Pantau Flash
Uji Klinis Fase 1 Vaksin Merah Putih Pertengahan 2021
PSSI Akan Gelar Kongres Tahunan Secara Tatap Muka Demi Hindari Gangguan Internet
Bupati Purwakarta Imbau Warganet Hati-hati dengan Akun Palsu yang Mencatut Namanya
Gunung Merapi Erupsi, Hujan Abu Guyur Sejumlah Wilayah di Boyolali
Korban Meninggal Dunia Akibat Gempa di Sulbar Mencapai 105 Orang

Resmi, Surat Pemindahan Ibu Kota dari Jokowi Dibacakan di Rapat Paripurna

Resmi, Surat Pemindahan Ibu Kota dari Jokowi Dibacakan di Rapat Paripurna Rapat Paripurna (Foto: Pantau.com/Bagaskara Isdiansyah)
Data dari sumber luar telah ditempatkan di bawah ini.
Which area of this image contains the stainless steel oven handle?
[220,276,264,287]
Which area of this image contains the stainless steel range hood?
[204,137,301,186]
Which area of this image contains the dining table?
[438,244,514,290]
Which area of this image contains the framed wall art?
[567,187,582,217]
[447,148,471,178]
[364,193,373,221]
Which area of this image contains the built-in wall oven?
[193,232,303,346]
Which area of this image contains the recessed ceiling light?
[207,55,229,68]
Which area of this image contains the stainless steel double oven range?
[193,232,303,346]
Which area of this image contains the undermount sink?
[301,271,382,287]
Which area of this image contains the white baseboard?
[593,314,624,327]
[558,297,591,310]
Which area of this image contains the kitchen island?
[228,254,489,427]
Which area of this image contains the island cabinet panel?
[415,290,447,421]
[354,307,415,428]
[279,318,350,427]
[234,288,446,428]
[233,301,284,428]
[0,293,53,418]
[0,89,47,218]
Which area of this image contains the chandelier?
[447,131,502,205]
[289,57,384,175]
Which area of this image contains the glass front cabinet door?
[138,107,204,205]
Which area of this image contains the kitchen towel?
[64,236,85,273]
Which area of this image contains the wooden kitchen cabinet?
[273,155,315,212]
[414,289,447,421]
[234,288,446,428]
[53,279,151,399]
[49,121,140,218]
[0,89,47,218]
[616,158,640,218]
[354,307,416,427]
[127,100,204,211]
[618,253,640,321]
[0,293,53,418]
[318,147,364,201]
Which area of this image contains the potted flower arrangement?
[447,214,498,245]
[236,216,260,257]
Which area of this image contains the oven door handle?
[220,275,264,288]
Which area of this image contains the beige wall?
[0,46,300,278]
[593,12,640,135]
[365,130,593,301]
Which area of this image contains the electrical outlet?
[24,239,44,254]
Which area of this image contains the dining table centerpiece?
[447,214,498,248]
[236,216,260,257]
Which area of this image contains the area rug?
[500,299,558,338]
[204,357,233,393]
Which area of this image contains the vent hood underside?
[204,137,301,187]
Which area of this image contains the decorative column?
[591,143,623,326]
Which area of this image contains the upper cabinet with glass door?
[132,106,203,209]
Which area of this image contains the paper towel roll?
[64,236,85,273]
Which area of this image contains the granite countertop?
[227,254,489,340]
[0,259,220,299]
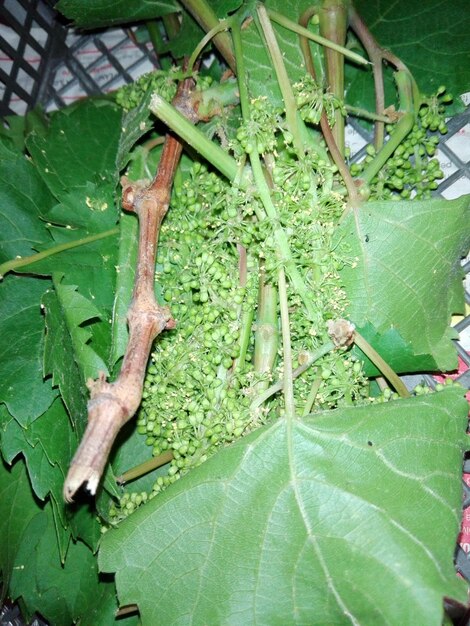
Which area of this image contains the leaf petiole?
[354,330,411,398]
[0,226,119,280]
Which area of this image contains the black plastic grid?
[0,0,470,624]
[0,0,67,116]
[0,0,158,117]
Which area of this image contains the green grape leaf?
[54,281,109,380]
[0,276,57,426]
[116,89,152,170]
[99,388,468,626]
[43,285,91,435]
[0,141,55,262]
[26,100,122,200]
[348,0,470,106]
[0,461,117,626]
[338,195,470,375]
[242,0,312,108]
[0,458,40,597]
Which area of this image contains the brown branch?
[63,80,195,502]
[299,9,360,207]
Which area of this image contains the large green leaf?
[27,100,122,199]
[338,196,470,374]
[350,0,470,106]
[99,389,467,626]
[0,276,56,426]
[0,457,40,596]
[0,141,54,262]
[0,461,121,626]
[43,290,88,434]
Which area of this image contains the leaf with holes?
[99,389,467,626]
[0,276,57,426]
[338,195,470,375]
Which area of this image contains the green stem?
[150,94,238,181]
[162,13,181,39]
[302,378,322,417]
[279,267,295,421]
[145,20,163,57]
[116,450,173,485]
[232,20,250,120]
[254,271,279,391]
[349,6,385,151]
[257,4,304,155]
[250,341,336,411]
[187,20,228,76]
[299,6,324,85]
[0,226,119,280]
[190,79,240,120]
[354,330,411,398]
[268,10,370,65]
[319,0,348,159]
[232,307,254,374]
[345,104,395,124]
[360,70,417,184]
[181,0,237,74]
[249,150,316,320]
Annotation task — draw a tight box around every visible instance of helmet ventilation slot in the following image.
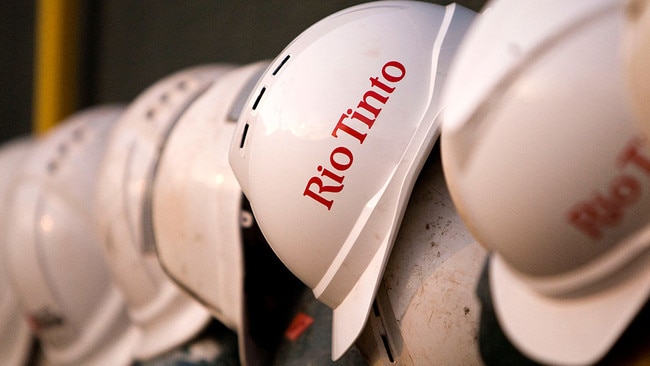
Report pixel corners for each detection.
[271,55,291,76]
[253,87,266,110]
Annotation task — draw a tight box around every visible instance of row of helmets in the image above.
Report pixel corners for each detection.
[0,0,650,365]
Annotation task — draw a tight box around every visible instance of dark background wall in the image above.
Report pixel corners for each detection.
[0,0,485,141]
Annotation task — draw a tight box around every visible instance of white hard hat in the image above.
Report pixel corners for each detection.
[625,0,650,136]
[1,106,136,365]
[152,61,304,365]
[357,149,486,365]
[96,65,230,359]
[230,1,474,359]
[0,138,33,366]
[442,0,650,364]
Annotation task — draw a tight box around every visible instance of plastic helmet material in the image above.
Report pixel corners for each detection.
[625,0,650,136]
[152,62,286,365]
[1,106,136,365]
[96,65,230,359]
[442,0,650,364]
[357,149,486,365]
[0,137,33,366]
[230,1,475,359]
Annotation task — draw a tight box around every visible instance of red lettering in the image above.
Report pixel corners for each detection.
[567,138,650,240]
[302,177,343,210]
[302,61,406,210]
[618,138,650,174]
[330,146,352,170]
[332,109,368,144]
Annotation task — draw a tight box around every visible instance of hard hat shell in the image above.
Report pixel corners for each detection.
[230,1,474,359]
[1,106,136,365]
[357,149,486,365]
[0,137,33,366]
[442,0,650,364]
[96,65,230,359]
[625,0,650,136]
[152,61,268,365]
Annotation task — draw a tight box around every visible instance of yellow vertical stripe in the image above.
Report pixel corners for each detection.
[33,0,80,134]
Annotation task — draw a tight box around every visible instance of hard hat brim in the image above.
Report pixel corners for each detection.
[489,246,650,364]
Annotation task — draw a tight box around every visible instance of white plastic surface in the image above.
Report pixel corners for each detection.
[0,137,33,366]
[442,0,650,364]
[230,1,474,359]
[96,65,230,359]
[152,62,268,364]
[1,106,136,365]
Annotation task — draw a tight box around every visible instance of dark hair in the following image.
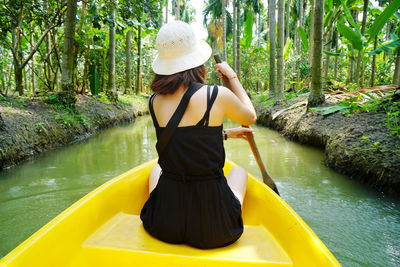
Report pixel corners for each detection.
[150,65,207,95]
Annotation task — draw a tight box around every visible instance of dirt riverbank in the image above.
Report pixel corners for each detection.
[0,95,147,170]
[253,95,400,196]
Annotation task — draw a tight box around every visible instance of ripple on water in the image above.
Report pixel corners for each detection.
[0,117,400,267]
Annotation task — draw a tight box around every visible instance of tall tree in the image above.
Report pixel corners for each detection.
[371,35,378,87]
[355,0,369,86]
[285,0,290,45]
[393,46,400,86]
[232,0,238,72]
[59,0,78,105]
[268,0,276,97]
[136,13,143,95]
[124,28,132,94]
[165,0,169,23]
[308,0,315,67]
[308,0,325,107]
[0,0,64,95]
[275,0,285,101]
[107,0,116,92]
[222,0,228,61]
[236,0,241,78]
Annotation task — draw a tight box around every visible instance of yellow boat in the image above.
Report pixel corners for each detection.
[0,160,340,267]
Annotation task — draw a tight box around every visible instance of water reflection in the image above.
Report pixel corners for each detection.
[0,117,400,266]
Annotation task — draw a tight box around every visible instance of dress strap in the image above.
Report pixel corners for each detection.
[156,83,203,157]
[197,85,218,126]
[149,93,160,128]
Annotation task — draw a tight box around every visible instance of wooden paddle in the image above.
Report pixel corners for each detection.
[214,54,279,195]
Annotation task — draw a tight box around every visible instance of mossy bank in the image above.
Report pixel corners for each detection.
[0,95,147,170]
[253,96,400,196]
Pantau.com - DPR RI secara resmi telah membacakan surat hasil kajian dan permohonan pemindahan ibu kota dari Presiden Joko Widodo. Surat tersebut dibacakan dalam Rapat Paripurna di Gedung Nusantara II, Kompleks Parlemen, Senayan, Jakarta, Selasa (27/8/2019).

Surat tersebut dibacakan langsung oleh Ketua DPR RI Bambang Soesatyo (Bamsoet) selaku pimpinan rapat paripurna kali ini.
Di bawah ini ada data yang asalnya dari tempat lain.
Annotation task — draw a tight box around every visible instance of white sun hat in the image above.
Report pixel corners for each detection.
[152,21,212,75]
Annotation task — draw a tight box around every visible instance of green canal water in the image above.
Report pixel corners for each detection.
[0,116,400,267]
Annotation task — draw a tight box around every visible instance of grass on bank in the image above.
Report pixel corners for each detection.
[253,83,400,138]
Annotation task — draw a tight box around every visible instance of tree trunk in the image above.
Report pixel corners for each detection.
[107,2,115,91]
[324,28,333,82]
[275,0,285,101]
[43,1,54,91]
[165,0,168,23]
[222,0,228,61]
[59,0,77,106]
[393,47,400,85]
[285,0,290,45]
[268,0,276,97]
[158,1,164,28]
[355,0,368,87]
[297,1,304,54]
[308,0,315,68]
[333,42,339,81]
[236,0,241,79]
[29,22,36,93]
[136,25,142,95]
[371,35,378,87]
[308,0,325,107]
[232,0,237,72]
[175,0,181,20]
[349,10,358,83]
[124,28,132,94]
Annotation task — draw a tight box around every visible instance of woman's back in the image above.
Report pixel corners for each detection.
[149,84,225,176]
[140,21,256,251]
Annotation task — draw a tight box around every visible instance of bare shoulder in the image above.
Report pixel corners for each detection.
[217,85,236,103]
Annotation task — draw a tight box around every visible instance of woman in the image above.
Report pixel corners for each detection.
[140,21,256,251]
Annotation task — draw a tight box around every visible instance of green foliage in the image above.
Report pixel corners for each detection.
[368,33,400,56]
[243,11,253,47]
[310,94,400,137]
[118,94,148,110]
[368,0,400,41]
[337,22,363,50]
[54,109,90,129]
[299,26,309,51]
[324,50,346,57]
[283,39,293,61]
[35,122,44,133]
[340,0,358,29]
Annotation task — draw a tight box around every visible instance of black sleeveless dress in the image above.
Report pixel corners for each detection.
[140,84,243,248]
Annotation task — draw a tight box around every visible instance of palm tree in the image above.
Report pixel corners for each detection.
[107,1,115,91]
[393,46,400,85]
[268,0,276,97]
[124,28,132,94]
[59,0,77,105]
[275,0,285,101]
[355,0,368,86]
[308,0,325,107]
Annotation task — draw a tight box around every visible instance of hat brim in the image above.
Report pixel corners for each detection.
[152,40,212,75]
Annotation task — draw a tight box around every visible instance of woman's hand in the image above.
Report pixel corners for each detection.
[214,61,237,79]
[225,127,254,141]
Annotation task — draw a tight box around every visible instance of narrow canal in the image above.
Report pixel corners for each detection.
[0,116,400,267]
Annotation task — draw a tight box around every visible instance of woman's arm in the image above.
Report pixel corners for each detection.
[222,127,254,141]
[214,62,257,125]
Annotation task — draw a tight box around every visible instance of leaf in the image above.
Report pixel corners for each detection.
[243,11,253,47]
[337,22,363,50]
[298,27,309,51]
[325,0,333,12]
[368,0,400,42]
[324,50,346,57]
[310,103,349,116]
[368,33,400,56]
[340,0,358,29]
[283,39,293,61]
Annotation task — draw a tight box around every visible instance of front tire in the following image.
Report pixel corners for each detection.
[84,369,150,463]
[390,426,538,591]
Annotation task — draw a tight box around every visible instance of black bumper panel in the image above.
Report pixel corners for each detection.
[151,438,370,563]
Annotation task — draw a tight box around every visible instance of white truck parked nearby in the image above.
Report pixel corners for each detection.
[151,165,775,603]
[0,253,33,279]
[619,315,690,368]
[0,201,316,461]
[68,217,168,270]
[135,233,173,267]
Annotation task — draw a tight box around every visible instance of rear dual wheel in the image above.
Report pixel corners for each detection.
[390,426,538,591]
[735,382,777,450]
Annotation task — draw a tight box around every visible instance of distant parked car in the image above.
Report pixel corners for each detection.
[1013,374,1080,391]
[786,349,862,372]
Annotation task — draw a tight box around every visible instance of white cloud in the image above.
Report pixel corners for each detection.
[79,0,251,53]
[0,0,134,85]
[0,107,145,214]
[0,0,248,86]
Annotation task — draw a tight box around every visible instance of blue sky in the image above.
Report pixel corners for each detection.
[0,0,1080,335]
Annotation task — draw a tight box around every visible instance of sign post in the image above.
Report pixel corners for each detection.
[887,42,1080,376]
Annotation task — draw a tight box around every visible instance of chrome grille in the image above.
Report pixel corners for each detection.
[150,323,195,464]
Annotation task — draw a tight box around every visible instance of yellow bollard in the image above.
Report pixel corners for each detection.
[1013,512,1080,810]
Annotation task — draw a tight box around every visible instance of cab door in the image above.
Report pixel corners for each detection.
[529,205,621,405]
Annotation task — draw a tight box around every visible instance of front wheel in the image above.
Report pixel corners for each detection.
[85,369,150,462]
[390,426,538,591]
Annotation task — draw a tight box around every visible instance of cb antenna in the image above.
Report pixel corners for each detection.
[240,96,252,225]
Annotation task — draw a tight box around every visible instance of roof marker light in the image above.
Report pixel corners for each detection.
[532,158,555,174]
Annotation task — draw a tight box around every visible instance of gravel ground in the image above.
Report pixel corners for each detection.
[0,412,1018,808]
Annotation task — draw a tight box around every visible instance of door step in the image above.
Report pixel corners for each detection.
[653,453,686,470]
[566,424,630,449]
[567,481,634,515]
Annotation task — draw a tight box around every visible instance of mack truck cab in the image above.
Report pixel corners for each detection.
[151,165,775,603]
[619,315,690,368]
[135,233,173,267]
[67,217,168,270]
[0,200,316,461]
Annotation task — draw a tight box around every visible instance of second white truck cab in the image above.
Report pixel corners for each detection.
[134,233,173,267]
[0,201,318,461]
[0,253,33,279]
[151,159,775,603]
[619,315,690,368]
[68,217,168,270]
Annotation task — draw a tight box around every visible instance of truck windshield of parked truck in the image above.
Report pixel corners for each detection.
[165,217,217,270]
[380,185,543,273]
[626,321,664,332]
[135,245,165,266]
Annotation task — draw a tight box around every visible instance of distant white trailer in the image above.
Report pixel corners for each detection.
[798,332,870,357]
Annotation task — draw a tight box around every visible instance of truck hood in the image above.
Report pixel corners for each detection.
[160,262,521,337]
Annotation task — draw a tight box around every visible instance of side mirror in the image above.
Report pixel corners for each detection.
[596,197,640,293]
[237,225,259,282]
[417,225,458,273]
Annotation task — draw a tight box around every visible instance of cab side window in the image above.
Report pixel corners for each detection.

Baca Juga: 7 Hal yang Terjadi pada Jakarta Jika Tak Lagi Jadi Ibu Kota Indonesia

"Kami beritahukan kepada pimpinan dewan, bahwa telah menerima surat dari Presiden nomor R34/PRES/08/2019 tanggal 23 Agustus 2019, perihal penyampaian hasil kajian dan permohonan dukungan pemindahan ibu kota," ujar Bamsoet di depan para anggota dewan yang mengikuti rapat paripurna.
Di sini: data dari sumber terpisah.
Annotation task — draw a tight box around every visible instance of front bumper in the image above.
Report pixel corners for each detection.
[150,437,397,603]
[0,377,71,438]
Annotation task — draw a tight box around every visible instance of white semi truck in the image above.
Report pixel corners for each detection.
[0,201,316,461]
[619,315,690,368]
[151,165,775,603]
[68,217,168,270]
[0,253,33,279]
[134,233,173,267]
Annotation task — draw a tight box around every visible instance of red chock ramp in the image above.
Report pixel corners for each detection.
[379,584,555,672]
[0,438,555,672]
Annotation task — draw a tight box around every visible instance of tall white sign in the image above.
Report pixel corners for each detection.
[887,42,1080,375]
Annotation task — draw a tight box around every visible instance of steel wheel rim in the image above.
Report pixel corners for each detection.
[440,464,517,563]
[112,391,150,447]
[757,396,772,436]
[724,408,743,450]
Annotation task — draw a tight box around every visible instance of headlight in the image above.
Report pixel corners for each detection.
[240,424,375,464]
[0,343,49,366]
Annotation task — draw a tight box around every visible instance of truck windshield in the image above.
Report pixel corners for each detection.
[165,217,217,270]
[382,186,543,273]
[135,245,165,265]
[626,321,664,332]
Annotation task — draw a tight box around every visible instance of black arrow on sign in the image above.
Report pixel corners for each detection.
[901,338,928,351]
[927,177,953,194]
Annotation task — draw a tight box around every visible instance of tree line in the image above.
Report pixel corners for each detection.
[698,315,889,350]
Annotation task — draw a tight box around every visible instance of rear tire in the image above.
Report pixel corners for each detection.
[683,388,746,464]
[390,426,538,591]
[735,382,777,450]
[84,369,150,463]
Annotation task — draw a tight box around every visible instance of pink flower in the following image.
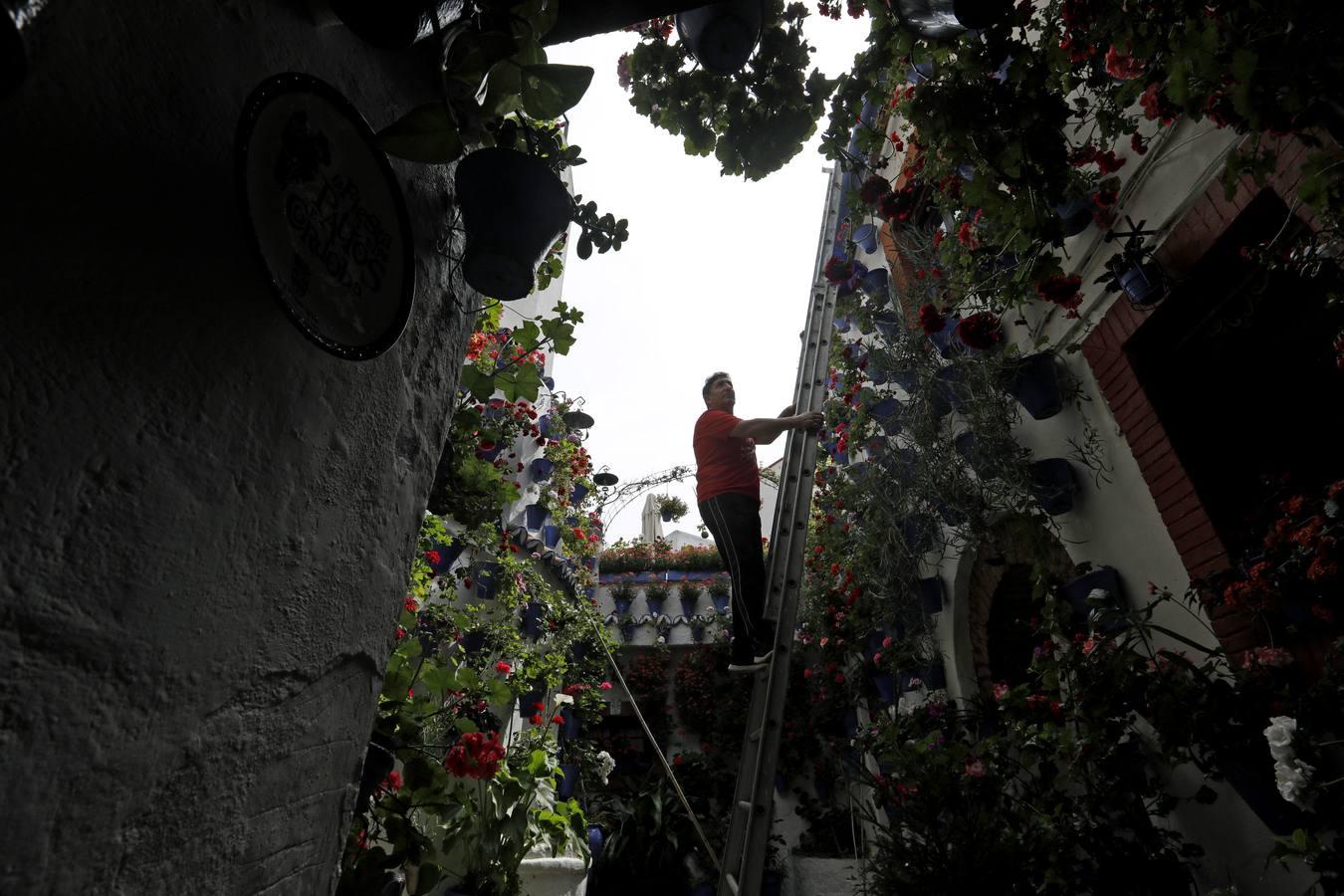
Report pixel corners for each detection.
[1106,45,1145,81]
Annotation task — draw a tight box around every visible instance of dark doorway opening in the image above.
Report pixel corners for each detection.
[1125,189,1344,557]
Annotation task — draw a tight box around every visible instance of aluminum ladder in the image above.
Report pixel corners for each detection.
[718,278,836,896]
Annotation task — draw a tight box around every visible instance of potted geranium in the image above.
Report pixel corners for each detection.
[653,495,687,523]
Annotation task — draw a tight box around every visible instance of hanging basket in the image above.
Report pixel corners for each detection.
[454,146,573,301]
[323,0,461,50]
[1006,352,1064,420]
[676,0,762,76]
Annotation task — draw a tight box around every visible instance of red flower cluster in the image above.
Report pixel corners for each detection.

Bamseot tidak merinci isi surat, ia hanya membacakan nomor surat yang dikirimkan saja. Bamsoet mengatakan dalam rapat, bahwa sesuai dengan peraturan dan mekanisme yang ada surat tersebut akan ditindak lanjuti.

"Untuk surat tersebut sesuai keputusan DPR RI Nomor 1 tahun 2014 tentang tata tertib akan dibahas lebih lanjut sesuai mekanisme yang berlaku," ungkapnya.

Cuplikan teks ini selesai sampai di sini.